近期试验表明,在B细胞慢性淋巴细胞白血病(B-CLL)治疗中,与基于烷化剂的治疗方案相比,嘌呤拮抗剂的缓解率有所提高。然而,尚无试验能够显示出生存优势。
确定在治疗初治B-CLL患者时,与烷化剂(单独使用或联合使用)相比,嘌呤拮抗剂是否具有任何优势。
通过电子检索和/或手工检索医学数据库(Cochrane图书馆、MEDLINE、EMBASE)、会议论文集和基于互联网的试验注册库(1990 - 2003年)。检查所有参考文献以获取更多试验信息。我们还联系了该领域的专家和制药公司。
纳入比较嘌呤拮抗剂单药与基于烷化剂的治疗方案治疗初治B-CLL患者的随机对照试验。我们纳入了全文和摘要出版物以及未发表的数据。
由两名独立的审阅者重复进行数据提取和质量评估。缺失的数据从原始作者处获取。终点指标包括总生存期、总缓解率、完全缓解率、无进展生存期、治疗相关的发病率和死亡率。

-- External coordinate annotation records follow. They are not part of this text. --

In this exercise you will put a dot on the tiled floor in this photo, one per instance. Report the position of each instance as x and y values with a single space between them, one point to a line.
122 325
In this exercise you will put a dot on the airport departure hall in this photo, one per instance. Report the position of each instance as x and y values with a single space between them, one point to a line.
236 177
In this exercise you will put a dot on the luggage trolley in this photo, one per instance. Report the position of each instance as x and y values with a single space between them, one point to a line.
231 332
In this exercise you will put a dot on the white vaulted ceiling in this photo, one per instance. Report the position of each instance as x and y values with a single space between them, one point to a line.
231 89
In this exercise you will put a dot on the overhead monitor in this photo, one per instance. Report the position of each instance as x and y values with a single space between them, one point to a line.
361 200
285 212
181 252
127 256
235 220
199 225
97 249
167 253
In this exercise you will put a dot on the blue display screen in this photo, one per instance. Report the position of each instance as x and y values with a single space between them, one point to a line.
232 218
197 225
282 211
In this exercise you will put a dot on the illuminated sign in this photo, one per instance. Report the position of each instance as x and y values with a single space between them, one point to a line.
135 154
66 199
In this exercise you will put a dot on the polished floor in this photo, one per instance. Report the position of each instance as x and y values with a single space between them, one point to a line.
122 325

纳入了5项试验,共1838例随机分组患者。有一些证据表明,与烷化剂相比,嘌呤拮抗剂治疗后的总生存期有所改善,但未达到统计学显著性(风险比0.89 [95%可信区间0.78 - 1.01],4项试验,n = 1638)。然而,获得总缓解(相对风险1.22 [95%可信区间1.13 - 1.31],5项试验,n = 1751)和完全缓解(相对风险1.94 [95%可信区间1.65 - 2.28],5项试验,n = 1751)的相对风险显著更高,从而带来更长时间的无进展生存期(风险比0.70 [95%可信区间0.61 - 0.82],4项试验,n = 1638)。接受嘌呤拮抗剂治疗的患者中III/IV级感染的发生率显著更高(相对风险1.83 [95% 1.30 - 2.58],4项试验,n = 1620)。III/IV级中性粒细胞减少的相对风险(相对风险1.14 [95%可信区间0.98 - 1.34],4项试验,n = 1620)和治疗相关死亡率(相对风险0.94 [95%可信区间0.45 - 1.95])无显著差异。溶血性贫血的总体发生率较低,但在嘌呤拮抗剂组显著增加(相对风险3.36 [95%可信区间1.27 - 8.91],3项试验,n = 1258)。
尽管单药嘌呤拮抗剂一线治疗B-CLL患者可显著提高总缓解率和完全缓解率,并延长无进展生存期,但与基于烷化剂的治疗方案相比,我们未能检测到总生存期有统计学显著性的改善。此外,使用嘌呤拮抗剂还会增加III/IV级感染和溶血性贫血的风险。